Peluncuran buku tersebut dihadiri oleh para ulama, akademisi, dan tokoh masyarakat. Dalam sambutannya, KH. Abdul Hakim Machfudz menekankan pentingnya literasi keagamaan yang berlandaskan pada ilmu pengetahuan. Ia menambahkan, “Buku tafsir ini bukan sekadar karya ilmiah, melainkan jembatan penghubung antara tradisi klasik dan tantangan modern yang dihadapi umat Islam saat ini.” Reaksi positif turut mengalir dari para peserta, yang menyatakan antusiasme tinggi untuk mengimplementasikan insight buku dalam proses belajar mengajar di pesantren masing‑masing.
Secara administratif, agenda Munas ini menjadi bagian dari rangkaian program tahunan IKAPETE yang bertujuan memperkuat sinergi antar pesantren, meningkatkan kualitas pendidikan, serta memfasilitasi pertukaran ilmu pengetahuan.
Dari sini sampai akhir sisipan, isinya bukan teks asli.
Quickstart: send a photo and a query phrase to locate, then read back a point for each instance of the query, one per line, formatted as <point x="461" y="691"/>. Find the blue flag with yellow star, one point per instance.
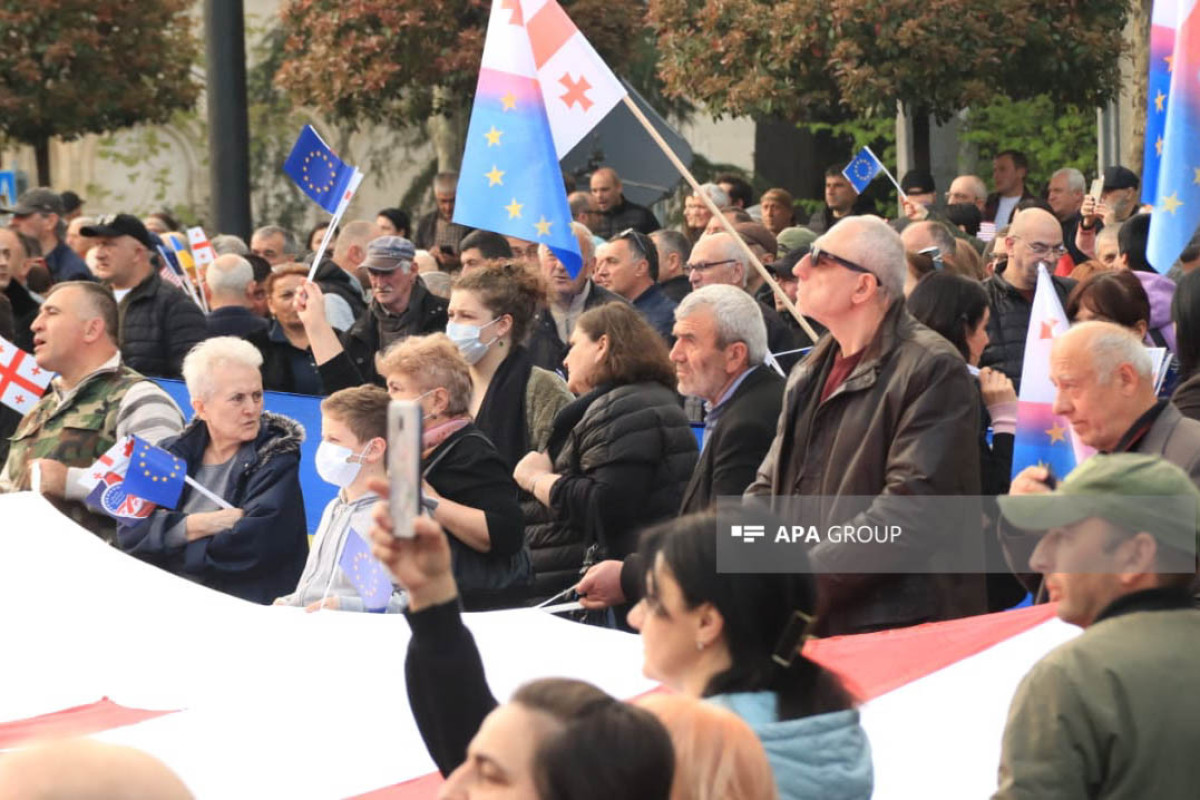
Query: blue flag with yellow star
<point x="155" y="475"/>
<point x="367" y="575"/>
<point x="1177" y="190"/>
<point x="510" y="181"/>
<point x="317" y="170"/>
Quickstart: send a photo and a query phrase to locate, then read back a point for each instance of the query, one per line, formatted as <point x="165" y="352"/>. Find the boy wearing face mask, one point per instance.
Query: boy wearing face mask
<point x="353" y="451"/>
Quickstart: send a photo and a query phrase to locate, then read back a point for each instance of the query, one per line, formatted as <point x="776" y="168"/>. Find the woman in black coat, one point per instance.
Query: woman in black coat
<point x="618" y="457"/>
<point x="251" y="459"/>
<point x="466" y="479"/>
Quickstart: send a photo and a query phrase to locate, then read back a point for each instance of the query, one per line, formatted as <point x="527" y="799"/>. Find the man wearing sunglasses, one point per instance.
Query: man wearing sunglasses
<point x="1033" y="238"/>
<point x="881" y="407"/>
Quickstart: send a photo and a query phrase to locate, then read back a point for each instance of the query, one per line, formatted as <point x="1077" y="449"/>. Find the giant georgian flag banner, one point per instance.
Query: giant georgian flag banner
<point x="247" y="701"/>
<point x="541" y="88"/>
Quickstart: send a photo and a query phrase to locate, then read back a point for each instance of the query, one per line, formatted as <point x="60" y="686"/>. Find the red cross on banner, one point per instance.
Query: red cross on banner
<point x="22" y="382"/>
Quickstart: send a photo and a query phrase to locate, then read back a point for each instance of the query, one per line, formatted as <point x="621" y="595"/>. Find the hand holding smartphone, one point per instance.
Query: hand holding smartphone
<point x="405" y="464"/>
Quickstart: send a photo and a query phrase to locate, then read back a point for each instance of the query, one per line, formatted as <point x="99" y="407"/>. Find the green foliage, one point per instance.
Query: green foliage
<point x="1051" y="136"/>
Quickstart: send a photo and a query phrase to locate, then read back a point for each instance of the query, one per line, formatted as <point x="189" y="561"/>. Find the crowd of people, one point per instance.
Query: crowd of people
<point x="561" y="457"/>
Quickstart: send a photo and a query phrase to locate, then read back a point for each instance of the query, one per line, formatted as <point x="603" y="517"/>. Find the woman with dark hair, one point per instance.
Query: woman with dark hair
<point x="618" y="458"/>
<point x="556" y="739"/>
<point x="735" y="641"/>
<point x="394" y="222"/>
<point x="1186" y="313"/>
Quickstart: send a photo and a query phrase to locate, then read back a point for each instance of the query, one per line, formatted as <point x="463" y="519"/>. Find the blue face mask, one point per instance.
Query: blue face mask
<point x="466" y="338"/>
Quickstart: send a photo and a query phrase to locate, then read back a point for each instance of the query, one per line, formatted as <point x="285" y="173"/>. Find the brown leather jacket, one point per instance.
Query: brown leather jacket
<point x="905" y="422"/>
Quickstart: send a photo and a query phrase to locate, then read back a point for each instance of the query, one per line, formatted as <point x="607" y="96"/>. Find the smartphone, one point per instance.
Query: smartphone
<point x="405" y="464"/>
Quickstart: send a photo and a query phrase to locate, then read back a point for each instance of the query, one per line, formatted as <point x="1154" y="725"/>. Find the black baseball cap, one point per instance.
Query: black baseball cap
<point x="36" y="200"/>
<point x="120" y="224"/>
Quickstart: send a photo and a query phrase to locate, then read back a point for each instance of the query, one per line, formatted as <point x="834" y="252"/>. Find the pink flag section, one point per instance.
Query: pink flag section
<point x="579" y="88"/>
<point x="22" y="382"/>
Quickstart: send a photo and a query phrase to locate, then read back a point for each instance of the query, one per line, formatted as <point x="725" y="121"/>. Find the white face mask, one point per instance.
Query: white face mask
<point x="466" y="338"/>
<point x="334" y="463"/>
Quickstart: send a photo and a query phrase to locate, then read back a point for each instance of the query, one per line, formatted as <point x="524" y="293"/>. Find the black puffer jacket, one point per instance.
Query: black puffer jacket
<point x="1009" y="323"/>
<point x="160" y="324"/>
<point x="625" y="455"/>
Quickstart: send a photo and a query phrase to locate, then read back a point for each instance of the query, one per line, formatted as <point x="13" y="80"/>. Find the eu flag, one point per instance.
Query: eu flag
<point x="863" y="169"/>
<point x="155" y="475"/>
<point x="367" y="575"/>
<point x="1177" y="192"/>
<point x="510" y="181"/>
<point x="317" y="170"/>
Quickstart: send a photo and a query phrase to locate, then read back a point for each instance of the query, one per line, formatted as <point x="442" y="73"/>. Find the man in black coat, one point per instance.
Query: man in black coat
<point x="720" y="346"/>
<point x="400" y="307"/>
<point x="160" y="324"/>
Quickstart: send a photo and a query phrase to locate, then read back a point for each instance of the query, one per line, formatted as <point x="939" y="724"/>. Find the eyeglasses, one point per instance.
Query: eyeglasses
<point x="703" y="266"/>
<point x="1042" y="248"/>
<point x="816" y="254"/>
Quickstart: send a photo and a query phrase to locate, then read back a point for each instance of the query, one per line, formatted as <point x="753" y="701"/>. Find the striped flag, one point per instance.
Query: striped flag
<point x="22" y="382"/>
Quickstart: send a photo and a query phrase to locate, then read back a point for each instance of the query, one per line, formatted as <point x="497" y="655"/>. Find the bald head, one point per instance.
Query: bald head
<point x="1033" y="238"/>
<point x="79" y="769"/>
<point x="352" y="244"/>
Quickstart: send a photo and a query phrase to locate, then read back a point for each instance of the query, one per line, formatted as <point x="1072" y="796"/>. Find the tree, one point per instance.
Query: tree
<point x="70" y="67"/>
<point x="805" y="60"/>
<point x="400" y="62"/>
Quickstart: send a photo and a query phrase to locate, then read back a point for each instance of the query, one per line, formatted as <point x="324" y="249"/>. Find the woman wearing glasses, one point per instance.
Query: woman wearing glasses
<point x="618" y="457"/>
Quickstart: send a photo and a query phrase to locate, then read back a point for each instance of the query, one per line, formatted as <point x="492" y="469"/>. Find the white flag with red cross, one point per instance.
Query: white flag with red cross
<point x="577" y="86"/>
<point x="22" y="382"/>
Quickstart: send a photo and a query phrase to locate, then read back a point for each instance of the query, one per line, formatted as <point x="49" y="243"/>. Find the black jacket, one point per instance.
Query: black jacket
<point x="159" y="325"/>
<point x="738" y="441"/>
<point x="1009" y="323"/>
<point x="625" y="455"/>
<point x="625" y="215"/>
<point x="545" y="348"/>
<point x="354" y="365"/>
<point x="262" y="555"/>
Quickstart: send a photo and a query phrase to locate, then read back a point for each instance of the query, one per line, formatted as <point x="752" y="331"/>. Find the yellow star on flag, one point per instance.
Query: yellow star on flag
<point x="1056" y="433"/>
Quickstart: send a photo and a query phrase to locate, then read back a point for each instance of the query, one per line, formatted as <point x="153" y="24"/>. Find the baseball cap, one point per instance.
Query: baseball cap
<point x="389" y="253"/>
<point x="1114" y="487"/>
<point x="1120" y="178"/>
<point x="797" y="238"/>
<point x="36" y="200"/>
<point x="918" y="181"/>
<point x="120" y="224"/>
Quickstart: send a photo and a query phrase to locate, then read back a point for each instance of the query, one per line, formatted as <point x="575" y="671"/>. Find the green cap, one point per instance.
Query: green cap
<point x="1140" y="493"/>
<point x="797" y="238"/>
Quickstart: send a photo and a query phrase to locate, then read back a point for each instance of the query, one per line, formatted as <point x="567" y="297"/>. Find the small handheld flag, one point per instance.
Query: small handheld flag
<point x="22" y="382"/>
<point x="155" y="474"/>
<point x="317" y="170"/>
<point x="367" y="575"/>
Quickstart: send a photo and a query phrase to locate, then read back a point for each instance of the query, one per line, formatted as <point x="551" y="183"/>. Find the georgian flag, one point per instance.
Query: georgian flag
<point x="22" y="382"/>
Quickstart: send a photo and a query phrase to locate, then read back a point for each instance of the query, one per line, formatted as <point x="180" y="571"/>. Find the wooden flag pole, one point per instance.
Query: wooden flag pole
<point x="717" y="212"/>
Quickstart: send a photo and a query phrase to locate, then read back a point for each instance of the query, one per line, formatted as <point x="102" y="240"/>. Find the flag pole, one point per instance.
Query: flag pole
<point x="717" y="212"/>
<point x="888" y="173"/>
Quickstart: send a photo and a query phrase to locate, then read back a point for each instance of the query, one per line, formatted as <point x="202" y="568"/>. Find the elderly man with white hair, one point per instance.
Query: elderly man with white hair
<point x="229" y="286"/>
<point x="247" y="457"/>
<point x="881" y="407"/>
<point x="718" y="258"/>
<point x="718" y="355"/>
<point x="1104" y="383"/>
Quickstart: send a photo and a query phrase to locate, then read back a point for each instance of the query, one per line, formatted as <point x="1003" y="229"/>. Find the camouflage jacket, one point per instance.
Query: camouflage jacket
<point x="76" y="432"/>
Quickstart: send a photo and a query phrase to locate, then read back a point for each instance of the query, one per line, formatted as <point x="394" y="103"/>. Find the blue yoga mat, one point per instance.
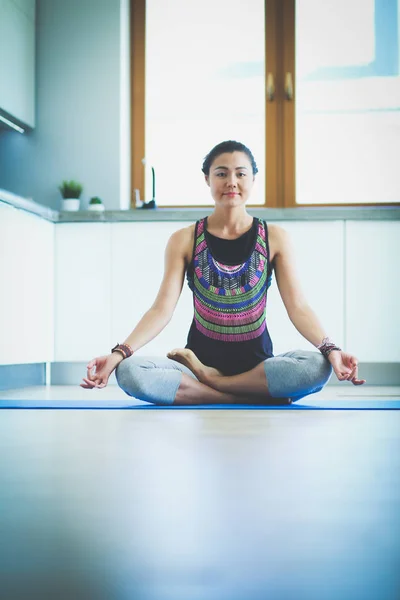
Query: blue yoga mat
<point x="132" y="404"/>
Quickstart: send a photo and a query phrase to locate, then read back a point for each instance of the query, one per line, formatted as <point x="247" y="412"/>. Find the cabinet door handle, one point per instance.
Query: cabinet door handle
<point x="270" y="88"/>
<point x="289" y="86"/>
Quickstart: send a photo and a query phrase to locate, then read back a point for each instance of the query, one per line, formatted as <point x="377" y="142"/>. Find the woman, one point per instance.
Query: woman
<point x="228" y="259"/>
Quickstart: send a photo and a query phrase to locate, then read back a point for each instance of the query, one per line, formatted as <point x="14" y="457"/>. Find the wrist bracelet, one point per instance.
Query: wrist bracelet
<point x="327" y="346"/>
<point x="123" y="349"/>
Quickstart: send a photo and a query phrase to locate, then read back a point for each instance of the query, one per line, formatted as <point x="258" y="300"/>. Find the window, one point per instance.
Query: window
<point x="313" y="88"/>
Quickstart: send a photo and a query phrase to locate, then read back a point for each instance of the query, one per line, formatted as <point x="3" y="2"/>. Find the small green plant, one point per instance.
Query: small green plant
<point x="70" y="189"/>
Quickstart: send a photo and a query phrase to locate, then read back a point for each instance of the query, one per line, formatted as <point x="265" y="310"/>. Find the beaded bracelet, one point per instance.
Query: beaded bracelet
<point x="327" y="346"/>
<point x="123" y="349"/>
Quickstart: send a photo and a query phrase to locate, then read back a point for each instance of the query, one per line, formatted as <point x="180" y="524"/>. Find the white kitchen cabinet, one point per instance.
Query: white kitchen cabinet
<point x="26" y="282"/>
<point x="373" y="290"/>
<point x="137" y="271"/>
<point x="17" y="59"/>
<point x="82" y="291"/>
<point x="318" y="253"/>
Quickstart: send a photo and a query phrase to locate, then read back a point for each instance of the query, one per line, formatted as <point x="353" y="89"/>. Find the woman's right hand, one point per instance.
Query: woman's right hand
<point x="99" y="370"/>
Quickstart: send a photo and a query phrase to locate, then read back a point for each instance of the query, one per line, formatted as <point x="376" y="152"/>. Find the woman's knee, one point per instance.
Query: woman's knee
<point x="129" y="377"/>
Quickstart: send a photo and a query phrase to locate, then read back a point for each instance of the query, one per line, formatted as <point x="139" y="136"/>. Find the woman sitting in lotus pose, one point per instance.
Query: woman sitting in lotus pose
<point x="228" y="259"/>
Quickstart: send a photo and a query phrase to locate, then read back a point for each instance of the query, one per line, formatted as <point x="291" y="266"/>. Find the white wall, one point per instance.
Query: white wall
<point x="78" y="88"/>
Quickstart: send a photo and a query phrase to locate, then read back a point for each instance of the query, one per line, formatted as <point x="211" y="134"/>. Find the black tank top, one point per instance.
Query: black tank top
<point x="229" y="280"/>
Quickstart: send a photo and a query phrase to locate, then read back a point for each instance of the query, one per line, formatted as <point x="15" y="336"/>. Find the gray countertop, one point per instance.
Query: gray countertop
<point x="320" y="213"/>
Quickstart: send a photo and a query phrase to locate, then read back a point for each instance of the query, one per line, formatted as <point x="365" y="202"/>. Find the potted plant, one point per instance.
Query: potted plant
<point x="96" y="203"/>
<point x="71" y="192"/>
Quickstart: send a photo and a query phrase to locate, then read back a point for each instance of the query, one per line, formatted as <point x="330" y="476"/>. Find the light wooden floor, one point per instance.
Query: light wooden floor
<point x="193" y="505"/>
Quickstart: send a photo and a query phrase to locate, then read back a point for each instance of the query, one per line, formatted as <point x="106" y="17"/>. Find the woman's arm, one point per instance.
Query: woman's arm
<point x="177" y="257"/>
<point x="162" y="309"/>
<point x="300" y="313"/>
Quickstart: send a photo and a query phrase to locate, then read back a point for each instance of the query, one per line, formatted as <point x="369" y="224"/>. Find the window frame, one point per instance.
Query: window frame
<point x="280" y="143"/>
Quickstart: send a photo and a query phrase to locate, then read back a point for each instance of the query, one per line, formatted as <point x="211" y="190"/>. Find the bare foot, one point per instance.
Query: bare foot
<point x="188" y="358"/>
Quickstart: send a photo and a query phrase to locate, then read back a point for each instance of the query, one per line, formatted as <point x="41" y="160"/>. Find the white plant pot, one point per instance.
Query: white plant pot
<point x="71" y="203"/>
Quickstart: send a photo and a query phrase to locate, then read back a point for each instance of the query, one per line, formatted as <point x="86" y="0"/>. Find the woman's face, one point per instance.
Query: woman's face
<point x="230" y="179"/>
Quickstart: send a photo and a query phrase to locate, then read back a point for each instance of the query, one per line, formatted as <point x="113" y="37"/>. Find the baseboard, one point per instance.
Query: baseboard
<point x="19" y="376"/>
<point x="71" y="373"/>
<point x="374" y="373"/>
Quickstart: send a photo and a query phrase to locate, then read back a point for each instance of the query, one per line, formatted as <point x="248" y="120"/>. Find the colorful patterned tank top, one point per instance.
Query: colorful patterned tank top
<point x="229" y="329"/>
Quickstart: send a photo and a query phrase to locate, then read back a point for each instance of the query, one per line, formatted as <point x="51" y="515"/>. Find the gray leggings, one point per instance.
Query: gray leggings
<point x="290" y="375"/>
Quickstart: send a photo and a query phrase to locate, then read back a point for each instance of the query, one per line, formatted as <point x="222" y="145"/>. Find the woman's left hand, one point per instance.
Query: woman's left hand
<point x="345" y="366"/>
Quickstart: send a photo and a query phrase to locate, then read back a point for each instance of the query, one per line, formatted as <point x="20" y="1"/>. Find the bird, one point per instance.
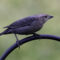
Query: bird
<point x="27" y="25"/>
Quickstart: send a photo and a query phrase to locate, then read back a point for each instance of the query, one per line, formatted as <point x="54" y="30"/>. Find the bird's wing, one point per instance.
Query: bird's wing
<point x="21" y="23"/>
<point x="24" y="30"/>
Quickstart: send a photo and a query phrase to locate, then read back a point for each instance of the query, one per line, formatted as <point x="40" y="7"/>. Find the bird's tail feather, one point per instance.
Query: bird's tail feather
<point x="1" y="34"/>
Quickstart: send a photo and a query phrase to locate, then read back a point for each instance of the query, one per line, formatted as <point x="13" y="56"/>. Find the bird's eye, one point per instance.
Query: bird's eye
<point x="45" y="16"/>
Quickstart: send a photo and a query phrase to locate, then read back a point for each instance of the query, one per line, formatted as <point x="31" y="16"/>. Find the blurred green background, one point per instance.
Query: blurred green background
<point x="12" y="10"/>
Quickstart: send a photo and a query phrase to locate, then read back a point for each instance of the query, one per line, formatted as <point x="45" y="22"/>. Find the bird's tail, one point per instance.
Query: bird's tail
<point x="1" y="34"/>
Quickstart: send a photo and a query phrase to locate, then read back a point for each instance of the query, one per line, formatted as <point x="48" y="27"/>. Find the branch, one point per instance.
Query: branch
<point x="25" y="40"/>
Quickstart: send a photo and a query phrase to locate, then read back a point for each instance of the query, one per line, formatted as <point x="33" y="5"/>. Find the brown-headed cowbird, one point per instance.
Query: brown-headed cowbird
<point x="28" y="25"/>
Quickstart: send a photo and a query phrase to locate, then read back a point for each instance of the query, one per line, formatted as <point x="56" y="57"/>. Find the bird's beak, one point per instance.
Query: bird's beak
<point x="50" y="17"/>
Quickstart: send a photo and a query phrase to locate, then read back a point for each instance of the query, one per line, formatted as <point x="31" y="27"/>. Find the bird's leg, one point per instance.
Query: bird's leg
<point x="35" y="34"/>
<point x="17" y="41"/>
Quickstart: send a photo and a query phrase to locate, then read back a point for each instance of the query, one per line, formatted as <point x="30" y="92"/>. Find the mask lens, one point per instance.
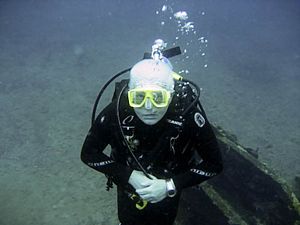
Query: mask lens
<point x="159" y="98"/>
<point x="139" y="97"/>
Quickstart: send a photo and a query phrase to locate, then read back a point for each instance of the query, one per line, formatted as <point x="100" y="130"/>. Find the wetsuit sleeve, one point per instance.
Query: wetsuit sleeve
<point x="206" y="146"/>
<point x="98" y="137"/>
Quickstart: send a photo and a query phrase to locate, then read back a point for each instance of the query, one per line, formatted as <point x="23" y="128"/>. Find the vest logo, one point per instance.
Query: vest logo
<point x="175" y="122"/>
<point x="199" y="119"/>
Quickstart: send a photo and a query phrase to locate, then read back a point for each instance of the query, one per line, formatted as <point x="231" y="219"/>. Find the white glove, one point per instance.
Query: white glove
<point x="155" y="192"/>
<point x="138" y="180"/>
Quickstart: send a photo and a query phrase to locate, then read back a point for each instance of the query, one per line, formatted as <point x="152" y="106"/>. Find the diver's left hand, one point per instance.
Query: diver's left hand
<point x="155" y="192"/>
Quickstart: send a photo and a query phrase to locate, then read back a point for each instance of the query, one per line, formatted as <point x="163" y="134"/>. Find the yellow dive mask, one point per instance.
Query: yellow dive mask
<point x="159" y="97"/>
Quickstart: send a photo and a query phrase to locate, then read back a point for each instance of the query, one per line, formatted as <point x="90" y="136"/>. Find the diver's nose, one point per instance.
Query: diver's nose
<point x="148" y="104"/>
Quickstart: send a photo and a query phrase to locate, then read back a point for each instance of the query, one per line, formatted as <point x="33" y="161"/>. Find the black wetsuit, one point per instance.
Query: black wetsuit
<point x="184" y="150"/>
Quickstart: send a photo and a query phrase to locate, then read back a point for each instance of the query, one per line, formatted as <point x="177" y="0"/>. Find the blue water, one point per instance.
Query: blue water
<point x="55" y="55"/>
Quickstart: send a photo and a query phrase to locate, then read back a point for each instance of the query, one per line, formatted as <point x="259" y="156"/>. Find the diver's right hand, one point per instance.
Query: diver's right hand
<point x="138" y="180"/>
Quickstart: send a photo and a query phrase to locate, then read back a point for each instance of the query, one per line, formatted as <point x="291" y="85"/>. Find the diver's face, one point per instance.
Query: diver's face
<point x="150" y="114"/>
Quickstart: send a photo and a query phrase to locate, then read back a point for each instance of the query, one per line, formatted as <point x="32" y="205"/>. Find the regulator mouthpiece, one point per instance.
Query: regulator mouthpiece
<point x="157" y="49"/>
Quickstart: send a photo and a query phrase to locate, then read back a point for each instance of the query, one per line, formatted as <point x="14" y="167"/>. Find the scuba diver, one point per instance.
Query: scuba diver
<point x="161" y="140"/>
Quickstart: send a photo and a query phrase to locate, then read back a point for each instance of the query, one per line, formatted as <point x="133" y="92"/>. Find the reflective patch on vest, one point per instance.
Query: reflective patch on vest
<point x="203" y="173"/>
<point x="199" y="119"/>
<point x="102" y="119"/>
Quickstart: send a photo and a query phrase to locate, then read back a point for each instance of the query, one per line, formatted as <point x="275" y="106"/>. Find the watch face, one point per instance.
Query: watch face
<point x="171" y="193"/>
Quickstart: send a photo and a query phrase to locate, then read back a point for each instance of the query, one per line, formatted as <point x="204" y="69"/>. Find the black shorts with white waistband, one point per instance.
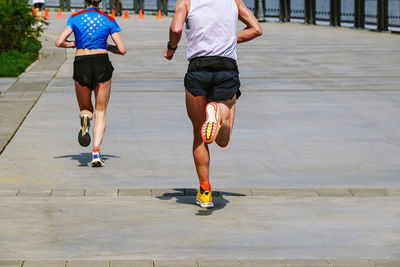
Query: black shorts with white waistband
<point x="38" y="5"/>
<point x="215" y="77"/>
<point x="90" y="70"/>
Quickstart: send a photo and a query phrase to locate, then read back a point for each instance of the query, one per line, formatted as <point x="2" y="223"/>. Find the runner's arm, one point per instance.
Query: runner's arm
<point x="175" y="30"/>
<point x="253" y="28"/>
<point x="62" y="38"/>
<point x="119" y="47"/>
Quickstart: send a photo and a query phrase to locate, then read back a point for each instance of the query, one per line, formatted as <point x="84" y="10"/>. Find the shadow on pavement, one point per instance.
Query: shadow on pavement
<point x="188" y="196"/>
<point x="85" y="158"/>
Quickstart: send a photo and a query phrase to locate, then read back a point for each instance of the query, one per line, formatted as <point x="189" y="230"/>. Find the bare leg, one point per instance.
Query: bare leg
<point x="84" y="97"/>
<point x="195" y="106"/>
<point x="38" y="12"/>
<point x="227" y="112"/>
<point x="102" y="94"/>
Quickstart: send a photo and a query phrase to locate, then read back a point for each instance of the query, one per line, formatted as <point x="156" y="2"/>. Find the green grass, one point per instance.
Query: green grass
<point x="14" y="63"/>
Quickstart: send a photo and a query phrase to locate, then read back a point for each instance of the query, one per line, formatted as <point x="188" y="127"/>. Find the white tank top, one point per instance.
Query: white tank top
<point x="211" y="29"/>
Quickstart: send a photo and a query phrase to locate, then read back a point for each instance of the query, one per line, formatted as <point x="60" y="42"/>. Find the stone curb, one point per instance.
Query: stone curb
<point x="19" y="99"/>
<point x="205" y="263"/>
<point x="176" y="192"/>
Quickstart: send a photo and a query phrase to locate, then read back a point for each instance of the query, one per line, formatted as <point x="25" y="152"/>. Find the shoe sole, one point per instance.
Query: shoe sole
<point x="211" y="126"/>
<point x="208" y="205"/>
<point x="83" y="135"/>
<point x="98" y="164"/>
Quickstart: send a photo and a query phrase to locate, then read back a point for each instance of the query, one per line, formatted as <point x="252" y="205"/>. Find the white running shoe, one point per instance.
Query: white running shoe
<point x="97" y="161"/>
<point x="213" y="122"/>
<point x="83" y="135"/>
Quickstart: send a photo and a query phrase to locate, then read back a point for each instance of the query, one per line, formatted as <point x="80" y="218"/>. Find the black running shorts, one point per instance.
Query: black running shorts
<point x="38" y="5"/>
<point x="217" y="78"/>
<point x="91" y="70"/>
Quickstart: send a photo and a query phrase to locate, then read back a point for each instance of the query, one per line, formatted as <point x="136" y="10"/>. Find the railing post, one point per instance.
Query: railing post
<point x="382" y="19"/>
<point x="313" y="11"/>
<point x="359" y="13"/>
<point x="287" y="10"/>
<point x="309" y="11"/>
<point x="282" y="10"/>
<point x="259" y="10"/>
<point x="335" y="12"/>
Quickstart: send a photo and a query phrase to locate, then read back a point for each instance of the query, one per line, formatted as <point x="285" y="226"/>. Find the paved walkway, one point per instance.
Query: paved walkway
<point x="311" y="172"/>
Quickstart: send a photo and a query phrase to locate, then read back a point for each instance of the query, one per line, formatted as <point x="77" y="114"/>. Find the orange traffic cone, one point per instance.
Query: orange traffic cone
<point x="59" y="15"/>
<point x="46" y="14"/>
<point x="159" y="15"/>
<point x="126" y="16"/>
<point x="141" y="14"/>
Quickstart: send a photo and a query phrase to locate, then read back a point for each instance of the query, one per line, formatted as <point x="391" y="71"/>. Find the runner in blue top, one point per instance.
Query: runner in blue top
<point x="92" y="68"/>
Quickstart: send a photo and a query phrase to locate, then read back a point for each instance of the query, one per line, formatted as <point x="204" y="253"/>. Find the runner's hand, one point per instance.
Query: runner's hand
<point x="169" y="53"/>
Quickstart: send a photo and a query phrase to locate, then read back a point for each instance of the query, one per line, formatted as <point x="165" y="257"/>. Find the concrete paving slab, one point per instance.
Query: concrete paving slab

Panitia menyampaikan bahwa agenda “Ngopi & Ngaji 4 Bulanan” akan terus dilaksanakan secara konsisten, dengan harapan menjadi tradisi yang memperkaya spiritualitas serta pengetahuan umat Islam di seluruh negeri.
Kesimpulannya, Munas IKAPETE pada tanggal 17 April 2026 berhasil menggabungkan kegiatan keagamaan, akademik, dan penerbitan dalam satu rangkaian acara yang komprehensif. Keberhasilan ini mencerminkan komitmen kuat IKAPETE dalam memajukan pendidikan pesantren serta menyebarkan nilai‑nilai Islami yang relevan dengan zaman. Dengan dukungan tokoh‑tokoh terkemuka dan partisipasi aktif santri, diharapkan inisiatif serupa akan terus berkembang, memperkuat jaringan keagamaan dan akademik di tingkat nasional.